Which Oil is the Right Oil?

By Jhodie-Ann Williams and Kelly Martin

We've all been there, in the aisle at our local grocer staring at the vast array of oils; Extra virgin, Expeller pressed, cold pressed, etc. With so many choices it can be overwhelming, so we've created a guide on our best oil practices, how and why we use them and what oils we avoid all together. When deciding on oils it's important to understand saturated and unsaturated fat. 

  • Grapeseed:

If you're looking for a healthy oil to use for frying, then here it is. Grapeseed oil has a high smoke point (does well in high temperatures), it has a neutral flavor, and is very low in saturated fat, and high in unsaturated fat. The fatty acid of grapeseed oil can steer in the direction of "unhealthy," so be mindful, and keep everything in moderation. 

  • Coconut:

The holy grail of oils...Put cocout oil on your bank account and watch it flourish. seriously, from eating, to moisturizing and conditioning coconut oil is quickly becoming a staple in the "healthy home". The main thing to remember, though, is that coconut oil has a distinct flavor. It isn't neutral and can overpower a dish. If you are looking for a flavorless oil, then skip this one. 

  • Olive:

Always opt for the extra virgin kind. This oil has anti-inflammatory properties and antioxidants, which helps with free radicals in your body. Try tossing this in a salad with some fresh lemon juice for a healthy dressing. 

  • Canola:

This oil is low great for high temperature cooking, because it has a high smoke point, BUT it is a GMO product (genetically modified organism). It derives from the rapeseed plant, which in its natural form is toxic to our bodies. Through plant breeding--this is where the GMO comes in--scientists were able to create a plant that could produce a safe oil. 

  • Vegetable:

I know it says the word vegetable in it, but PUT. IT. DOWN. This oil is tempting (not only because of its misleading name), because it is cheap, it seemingly never expires, and it is ideal for frying. It's long shelf life is a clue to its unhealthiness.

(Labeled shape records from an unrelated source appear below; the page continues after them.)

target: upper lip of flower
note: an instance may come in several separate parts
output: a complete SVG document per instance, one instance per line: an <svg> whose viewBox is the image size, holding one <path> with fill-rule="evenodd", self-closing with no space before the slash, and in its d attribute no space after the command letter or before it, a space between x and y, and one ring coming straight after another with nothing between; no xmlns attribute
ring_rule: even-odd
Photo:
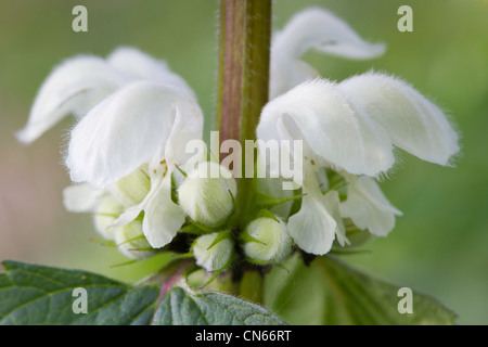
<svg viewBox="0 0 488 347"><path fill-rule="evenodd" d="M118 48L106 60L81 55L60 64L42 83L27 125L17 131L30 143L68 114L82 118L118 88L137 80L170 83L196 99L192 89L162 61L133 48Z"/></svg>

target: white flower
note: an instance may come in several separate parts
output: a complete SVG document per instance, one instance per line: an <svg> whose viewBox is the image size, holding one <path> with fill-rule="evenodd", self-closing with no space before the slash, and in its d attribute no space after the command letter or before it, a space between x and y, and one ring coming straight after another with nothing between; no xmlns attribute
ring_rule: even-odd
<svg viewBox="0 0 488 347"><path fill-rule="evenodd" d="M319 74L300 61L310 49L347 59L376 57L385 51L383 43L362 40L343 20L318 8L295 14L275 33L271 46L270 97L275 98Z"/></svg>
<svg viewBox="0 0 488 347"><path fill-rule="evenodd" d="M63 117L74 114L81 118L115 90L136 80L170 83L193 93L166 63L133 48L119 48L106 60L76 56L56 66L44 80L27 125L16 137L23 143L30 143Z"/></svg>
<svg viewBox="0 0 488 347"><path fill-rule="evenodd" d="M331 206L322 195L320 168L376 177L394 165L394 145L440 165L448 165L459 151L457 133L435 104L403 81L375 73L341 83L314 79L295 87L264 107L257 137L304 141L306 195L300 210L290 217L288 230L296 244L312 254L328 253L334 237L343 235L337 216L332 216L338 198ZM398 210L364 181L360 179L359 188L352 184L341 210L347 216L342 217L386 234ZM368 196L361 201L358 192ZM360 203L370 207L351 211Z"/></svg>
<svg viewBox="0 0 488 347"><path fill-rule="evenodd" d="M211 172L217 174L215 178ZM195 171L189 172L178 193L179 204L190 218L214 228L234 210L233 196L237 193L237 184L223 166L203 162Z"/></svg>
<svg viewBox="0 0 488 347"><path fill-rule="evenodd" d="M184 222L183 210L171 200L171 174L176 166L184 167L187 142L201 139L202 129L202 111L185 89L134 82L93 107L73 129L66 165L74 182L88 182L102 191L114 184L120 191L121 185L125 195L132 197L127 189L133 182L141 185L133 175L146 165L147 194L127 208L114 227L129 223L143 211L147 242L163 247Z"/></svg>
<svg viewBox="0 0 488 347"><path fill-rule="evenodd" d="M386 236L395 227L395 216L401 216L401 211L391 206L372 178L348 175L346 179L347 200L341 204L341 215L350 218L359 229Z"/></svg>

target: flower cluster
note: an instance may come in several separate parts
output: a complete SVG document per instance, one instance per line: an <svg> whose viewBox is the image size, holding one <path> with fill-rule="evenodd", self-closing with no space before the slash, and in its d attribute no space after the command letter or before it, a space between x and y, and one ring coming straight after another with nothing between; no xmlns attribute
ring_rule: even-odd
<svg viewBox="0 0 488 347"><path fill-rule="evenodd" d="M304 163L304 180L291 196L275 180L259 179L259 192L240 192L255 196L248 214L235 214L237 185L228 168L206 155L188 167L187 144L203 138L195 93L136 49L55 68L17 137L29 143L76 115L65 162L75 184L64 191L65 206L92 213L101 235L131 258L170 249L184 234L187 253L218 272L236 257L280 264L297 248L324 255L347 246L358 231L385 236L401 213L375 179L394 166L394 149L448 165L458 136L438 106L400 79L374 72L341 82L320 78L300 61L310 49L348 59L384 52L321 9L298 13L273 36L271 101L256 134L301 141L299 157L290 155Z"/></svg>

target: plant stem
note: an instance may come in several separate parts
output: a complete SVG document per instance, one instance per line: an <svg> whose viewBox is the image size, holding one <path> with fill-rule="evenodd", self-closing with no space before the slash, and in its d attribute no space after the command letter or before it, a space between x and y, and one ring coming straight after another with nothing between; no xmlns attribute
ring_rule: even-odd
<svg viewBox="0 0 488 347"><path fill-rule="evenodd" d="M242 149L245 149L245 140L256 138L260 111L268 102L271 2L220 1L216 124L220 142L237 140ZM237 219L246 210L253 191L253 178L244 177L245 157L241 158L243 178L237 185Z"/></svg>

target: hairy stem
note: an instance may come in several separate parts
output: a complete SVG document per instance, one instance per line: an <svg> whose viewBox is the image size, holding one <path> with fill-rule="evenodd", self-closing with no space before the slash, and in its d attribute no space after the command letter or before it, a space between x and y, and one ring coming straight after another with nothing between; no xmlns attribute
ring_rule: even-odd
<svg viewBox="0 0 488 347"><path fill-rule="evenodd" d="M245 149L245 140L256 138L262 106L268 102L272 0L221 0L219 86L216 124L220 142L232 139ZM246 210L253 178L237 187L237 217Z"/></svg>

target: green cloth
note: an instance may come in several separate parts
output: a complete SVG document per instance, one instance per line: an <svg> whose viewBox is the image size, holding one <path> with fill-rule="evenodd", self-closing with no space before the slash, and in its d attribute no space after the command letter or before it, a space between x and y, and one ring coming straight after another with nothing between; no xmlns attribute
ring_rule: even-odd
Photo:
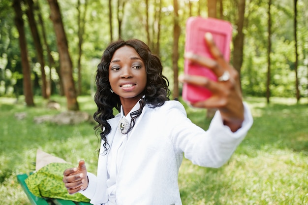
<svg viewBox="0 0 308 205"><path fill-rule="evenodd" d="M67 192L62 179L64 171L71 167L67 163L50 163L30 175L25 181L31 193L38 197L90 202L79 193L70 195Z"/></svg>

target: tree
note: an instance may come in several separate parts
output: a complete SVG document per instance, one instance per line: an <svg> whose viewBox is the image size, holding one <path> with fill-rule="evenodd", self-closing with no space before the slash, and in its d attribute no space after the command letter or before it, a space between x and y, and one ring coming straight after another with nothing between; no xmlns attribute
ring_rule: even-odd
<svg viewBox="0 0 308 205"><path fill-rule="evenodd" d="M271 50L272 49L272 18L271 16L271 5L272 5L272 0L269 0L268 8L268 46L267 49L267 81L266 86L266 100L267 103L270 103L270 97L271 96L270 90L270 85L271 84Z"/></svg>
<svg viewBox="0 0 308 205"><path fill-rule="evenodd" d="M112 5L111 4L111 0L108 1L108 6L109 8L109 28L110 29L110 41L113 40L113 33L112 28Z"/></svg>
<svg viewBox="0 0 308 205"><path fill-rule="evenodd" d="M77 68L78 69L78 93L82 93L81 86L81 56L82 55L82 44L84 41L84 34L85 33L85 27L86 25L86 15L87 8L88 8L88 1L84 1L84 9L83 13L81 11L81 5L80 0L77 2L77 9L78 10L78 59L77 60Z"/></svg>
<svg viewBox="0 0 308 205"><path fill-rule="evenodd" d="M295 71L295 90L296 91L296 99L297 102L300 101L301 95L299 89L298 73L297 67L298 65L298 52L297 50L297 0L294 0L294 47L295 49L295 63L294 70Z"/></svg>
<svg viewBox="0 0 308 205"><path fill-rule="evenodd" d="M237 33L235 37L233 45L233 62L234 68L236 69L239 73L241 74L241 68L243 64L243 51L244 47L245 35L243 32L244 22L245 19L245 2L246 0L239 0L238 6L238 13L236 26Z"/></svg>
<svg viewBox="0 0 308 205"><path fill-rule="evenodd" d="M124 11L125 9L124 9L125 7L125 0L118 0L118 34L119 34L119 38L122 38L122 22L123 21L123 16L124 16Z"/></svg>
<svg viewBox="0 0 308 205"><path fill-rule="evenodd" d="M38 33L34 18L33 8L34 2L33 2L33 0L27 0L27 3L28 4L28 8L26 13L28 17L29 25L33 37L33 41L34 42L35 50L36 50L36 56L37 56L37 59L41 68L42 96L43 98L47 99L49 98L49 95L48 95L48 93L50 94L50 92L47 92L47 83L45 73L45 60L44 59L44 55L43 55L43 47L41 43L40 37Z"/></svg>
<svg viewBox="0 0 308 205"><path fill-rule="evenodd" d="M53 22L57 37L60 70L67 108L70 110L78 110L79 107L77 101L77 93L73 79L73 66L68 52L68 45L62 23L60 8L57 0L48 0L48 2L50 6L50 19Z"/></svg>
<svg viewBox="0 0 308 205"><path fill-rule="evenodd" d="M179 25L179 4L178 0L173 0L173 8L174 9L174 25L173 25L173 49L172 51L172 68L173 69L173 98L179 97L179 38L181 34L181 28Z"/></svg>
<svg viewBox="0 0 308 205"><path fill-rule="evenodd" d="M21 9L20 0L14 0L13 7L15 10L15 22L19 34L19 46L22 59L23 75L24 95L25 101L27 106L34 105L33 100L33 91L31 83L31 71L30 64L28 60L28 52L26 40L24 23L23 20L23 12Z"/></svg>

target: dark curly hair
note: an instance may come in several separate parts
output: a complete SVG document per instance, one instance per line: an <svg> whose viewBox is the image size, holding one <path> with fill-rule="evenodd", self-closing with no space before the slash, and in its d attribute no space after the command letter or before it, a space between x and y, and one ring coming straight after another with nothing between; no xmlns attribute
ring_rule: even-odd
<svg viewBox="0 0 308 205"><path fill-rule="evenodd" d="M131 113L132 121L128 133L134 127L136 119L142 112L146 104L150 107L154 108L162 105L164 102L169 100L170 91L168 88L169 81L162 74L162 66L159 58L153 54L149 47L143 41L138 39L124 41L120 39L111 43L106 48L97 66L95 78L97 90L94 101L97 106L97 110L94 113L94 119L98 123L94 127L103 141L104 153L107 153L109 144L106 136L111 131L111 127L107 120L114 118L113 108L120 112L121 102L119 96L110 91L109 80L109 68L111 59L114 53L119 48L124 46L133 48L143 61L147 73L147 84L143 91L145 96L140 101L140 108Z"/></svg>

Think about it. Something that doesn't expire is swimming in your arteries. Ewwww. It is like the poster child for GMOs, because it is so heavily processed. You can easily swap this oil out for the much healthier grapeseed oil. 

  • Avocado:

What could go wrong when avocados are involved? I say, nothing. It has a relatively high smoke point for cooking, but this oil really shines when it's used raw. Think about all the things that you would use avocados for: toss into a salad, drizzle into a smoothie, spruce up a sandwich.

Hopefully this information helps you in your oil picking, or pulling.